Abstract

New insight into the biomechanics of cancer cell motility in 3D extracellular matrix (ECM) environments would significantly enhance our understanding of aggressive cancers and help identify new targets for intervention. While several methods for measuring the forces involved in cell-matrix interactions have been developed, previous to this study none have been able to measure forces in a fibrillar environment. We have developed a novel assay for simultaneously measuring cell mechanotransduction and motility in 3D fibrillar environments. The assay consists of a controlled-density fibrillar collagen gel atop a controlled-stiffness polyacrylamide (PAA) surface. Forces generated by living cells and their migration in the 3D collagen gel were measured with the 3D motion of tracer beads within the PAA layer. Here, this 3D fibril force assay is used to study the role of the invasion-associated protein kinase Src in mechanotransduction and motility.
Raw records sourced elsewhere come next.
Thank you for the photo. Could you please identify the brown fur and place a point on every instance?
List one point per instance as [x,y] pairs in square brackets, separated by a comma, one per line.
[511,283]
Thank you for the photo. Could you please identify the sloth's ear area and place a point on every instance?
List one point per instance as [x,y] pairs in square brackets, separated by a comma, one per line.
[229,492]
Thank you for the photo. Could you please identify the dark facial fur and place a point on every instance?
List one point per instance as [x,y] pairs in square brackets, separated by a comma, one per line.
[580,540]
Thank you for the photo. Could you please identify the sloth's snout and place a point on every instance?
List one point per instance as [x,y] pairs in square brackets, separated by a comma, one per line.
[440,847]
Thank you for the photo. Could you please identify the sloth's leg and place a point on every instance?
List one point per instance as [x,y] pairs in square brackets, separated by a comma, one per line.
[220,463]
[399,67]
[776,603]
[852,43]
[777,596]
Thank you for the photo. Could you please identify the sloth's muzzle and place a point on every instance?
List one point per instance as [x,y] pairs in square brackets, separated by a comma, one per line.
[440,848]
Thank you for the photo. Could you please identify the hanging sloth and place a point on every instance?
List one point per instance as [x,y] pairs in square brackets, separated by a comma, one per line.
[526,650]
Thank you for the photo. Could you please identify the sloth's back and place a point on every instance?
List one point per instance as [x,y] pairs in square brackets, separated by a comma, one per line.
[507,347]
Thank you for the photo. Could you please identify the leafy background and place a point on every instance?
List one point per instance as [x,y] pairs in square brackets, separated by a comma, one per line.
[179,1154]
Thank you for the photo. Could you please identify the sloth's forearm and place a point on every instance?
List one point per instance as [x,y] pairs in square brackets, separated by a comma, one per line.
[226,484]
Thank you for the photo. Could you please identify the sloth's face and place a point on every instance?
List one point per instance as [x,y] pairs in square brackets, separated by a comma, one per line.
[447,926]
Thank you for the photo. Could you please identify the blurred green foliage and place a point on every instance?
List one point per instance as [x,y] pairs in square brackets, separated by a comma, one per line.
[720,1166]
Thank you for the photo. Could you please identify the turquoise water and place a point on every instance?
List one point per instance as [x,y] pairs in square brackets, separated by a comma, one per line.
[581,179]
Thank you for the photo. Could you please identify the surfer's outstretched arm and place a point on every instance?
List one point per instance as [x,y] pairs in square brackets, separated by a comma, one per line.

Src expression and activation are linked with proliferation, invasion, and metastasis, and have been shown to be required in 2D for invadopodia membranes to direct and mediate invasion. Breast cancer cell line MDA-MD-231 was stably transfected with GFP-tagged constitutively active Src or wild-type Src. In 3D fibrillar collagen matrices we found that, relative to wild-type Src, constitutively active Src: 1) increased the strength of cell-induced forces on the ECM, 2) did not significantly change migration speed, and 3) increased both the duration and the length, but not the number, of long membrane protrusions. Taken together, these results support the hypothesis that Src controls invasion by controlling the ability of the cell to form long lasting cellular protrusions to enable penetration through tissue barriers, in addition to its role in promoting invadopodia matrix-degrading activity.

Highlights

  • Tumor cells exertmeasurable forceson their environment,bothfor cell movement and to reshape the surrounding matrix

  • To study the role of the Src kinase protein on mechanotransduction and motility, we generated stable MDA-MB-231 breast cancer cell clones with similar expression of GFP-tagged wild type Src protein (GFP-wild-type Src (wt-Src), W2E9 clone) and a GFP-tagged mutant of Src protein, c-Src(Y527F), rendering it constitutively active (GFP-constitutively active Src (ca-Src), C1G1 and C2E8 clones) (Fig. 1, a-Src and a-GFP)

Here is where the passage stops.